これと同じ仕草を、女にやると大体が可愛いと騒がれる。いくら中身が、可愛げのかけらもなくとも女どもには可愛く映るらしい。
 だが俺にやっても、可愛くない部下がニヤニヤ笑っているという真実しか見えない。


「お互いに相手が、次の日休みの時にしてくれ。仕事が増える」
「お前には、相手を思いやる気持ちってものはないわけ?」

 黙々と書類仕事を、こなしていたサルヴァが口をはさんでくる。こいつも可愛げがない。というか俺の部下で、可愛い奴なんて一人もいない。

「お互いに毒を盛る話をしている奴に、思いやり云々と言われたくはない」
「お前の正論で返しくるところ嫌い」
「俺は仕事が残っているのに、くだらない言葉の応酬をしている上司が嫌いだ」

 普通は上司に対して、取り繕ったりするもんだ。堂々と上司に嫌いという部下なんていない。

 ―― まあいいか

 ここで好きだなんて言われても、怖気が走るだけだ。

「ちょっと休憩して、他愛ない話をしているだけだろう? 心に余裕を持てよ」
「余裕なぞ、仕事が終われば自動的に出てくる。つべこべ言ってないで、さっさと手を動かせ。ロヴァルタ、お前もだ。

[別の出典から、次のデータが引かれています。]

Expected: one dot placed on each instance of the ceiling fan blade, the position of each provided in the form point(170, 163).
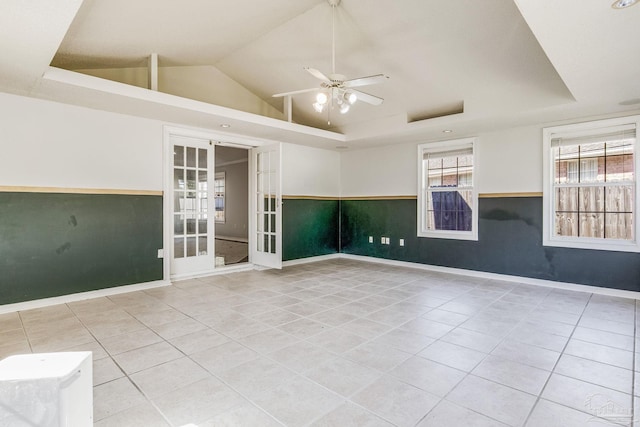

仕事のさぼり癖まで、移ったのか」

 仕上げに俺のサインがいる書類を押し付けながら、ロヴァルタにも呆れの視線を向ける。

「俺は、ここまで酷くないぞ」
「お前らそろいも揃って、上司を敬う気持ちってものをもってないわけ?」
「敬われたければ、それ相応の態度を見せろ。敬意とは、地位に付随するものではない。相手の能力、人格そのた多岐にわたる要因が関わってくる。言っておくが、俺は仕事をさぼって下らん話に時間を割く上司に尊敬の念などいだかない」

 真顔でロヴァルタが、口を開く。続けてサルヴァが、淡々と言葉を紡いでくる。
 ここまで言われるほど、俺は仕事をさぼったりはしていない。むしろ忙しくて、のんびりさぼってなんかいられない。

 それに加えてレイザードがらみで、王子が奇行にはしるから余計に精神的な疲労が増している状況だ。そんなこと分かってるだろうに、こいつらはからかうようにサボりサボりと口にする。書類仕事する前のちょっとした時間がくらい休んでもいいだろうが。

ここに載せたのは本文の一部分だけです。